Reading excel with R

I am trying to contemplate whether to read excel files directly from R or should I convert them to csv first. I have researched about the various possibilities of reading excel. I also found out that reading excel might have its cons like conversion of date and numeric column data types etc.

XLConnect - dependent on java
read.xslx - slow for large data sets
read.xslx2 - fast but need to use colClasses command to specify desired column classes
ODBC - may have conversion issues
gdata - dependent on perl

I am looking for a solution that will be fast enough for atleast a million rows with minimum data conversion issues . Any suggestions??

EDIT

So finally i have decided to convert to csv and then read the csv file but now I have to figure out the best way to read a large csv file(with atleast 1 million rows)

I found out about the read.csv.ffdf package but that does not let me set my own colClass.
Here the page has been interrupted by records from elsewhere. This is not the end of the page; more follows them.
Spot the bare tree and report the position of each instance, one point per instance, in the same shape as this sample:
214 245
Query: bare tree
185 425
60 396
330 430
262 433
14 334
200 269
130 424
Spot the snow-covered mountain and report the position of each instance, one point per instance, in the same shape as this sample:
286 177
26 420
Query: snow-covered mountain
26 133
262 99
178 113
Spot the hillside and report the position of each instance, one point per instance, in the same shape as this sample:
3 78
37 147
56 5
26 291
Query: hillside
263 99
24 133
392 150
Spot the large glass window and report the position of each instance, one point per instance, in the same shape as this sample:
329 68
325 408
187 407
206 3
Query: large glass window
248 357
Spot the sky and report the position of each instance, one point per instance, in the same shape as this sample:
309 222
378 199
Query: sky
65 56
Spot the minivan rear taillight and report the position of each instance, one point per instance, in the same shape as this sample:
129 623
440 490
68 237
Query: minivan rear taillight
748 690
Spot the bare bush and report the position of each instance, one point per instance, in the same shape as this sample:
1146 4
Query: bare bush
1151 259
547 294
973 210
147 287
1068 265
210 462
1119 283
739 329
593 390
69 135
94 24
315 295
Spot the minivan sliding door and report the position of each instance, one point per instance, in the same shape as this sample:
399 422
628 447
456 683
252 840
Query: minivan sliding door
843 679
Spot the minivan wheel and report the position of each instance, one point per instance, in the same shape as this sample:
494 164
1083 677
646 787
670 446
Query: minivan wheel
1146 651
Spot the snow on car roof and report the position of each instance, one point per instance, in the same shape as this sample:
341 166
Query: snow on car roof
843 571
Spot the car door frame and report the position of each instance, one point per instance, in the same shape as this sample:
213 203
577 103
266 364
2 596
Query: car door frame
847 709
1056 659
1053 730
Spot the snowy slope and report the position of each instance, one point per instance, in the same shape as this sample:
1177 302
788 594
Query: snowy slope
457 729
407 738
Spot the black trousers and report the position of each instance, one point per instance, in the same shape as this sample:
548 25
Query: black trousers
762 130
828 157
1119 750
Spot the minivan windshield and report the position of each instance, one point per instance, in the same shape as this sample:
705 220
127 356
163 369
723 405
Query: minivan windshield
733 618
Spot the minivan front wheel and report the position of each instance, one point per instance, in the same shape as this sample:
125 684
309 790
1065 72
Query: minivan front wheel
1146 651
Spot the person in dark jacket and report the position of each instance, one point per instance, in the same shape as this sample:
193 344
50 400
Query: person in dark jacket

Specifically this

setAs("character","myDate", function(from){ classFun(from) } )
colClasses =c("numeric", "character", "myDate", "numeric", "numeric", "myDate")
z<-read.csv.ffdf(file=pathCsv,  colClasses=colClassesffdf)

This does not work and i get the following error :-

Error in ff(initdata = initdata, length = length, levels = levels, ordered = ordered, : vmode 'list' not implemented

I am also aware of the RSQlite and ODBC functionality but do not wish to use it . Is there a solution to the above error or any other way around this?

Upvotes: 2

Views: 1674

Answers (3)

Jack Wasey
Jack Wasey

Reputation: 3440

Since this question, Hadley Wickham has released the R package readxl which wraps C and C++ libraries to read both .xls and .xlsx files, respectively. It is a big improvement on the previous possibilities, but not without problems. It is fast and simple, but if you have messy data, you will have to do some work whichever method you choose. Going down the .csv route isn't a terrible idea, but does introduce a manual step in your analysis, and relies on whichever version of Excel you happen to use giving consistent CSV output.

Upvotes: 5

Greg Snow
Greg Snow

Reputation: 49640

If you want speed and large data, then you might consider converting your excel file(s) to a database format, then connect R to the database.

A quick Google search showed several links for converting Excel files to SQLite databases, then you could use the RSQlite or sqldf package to read into R.

Or use the ODBC package if you convert to one of the databases that work with ODBC. The conversion of fields problems should be less if you are do the conversion to database correctly.

Upvotes: 1

Drew Steen
Drew Steen

Reputation: 16607

All the solutions you mentioned will work - but if manually converting to .csv and reading with read.csv is an option, I'd recommend that. In my experience it is faster and easier to get right.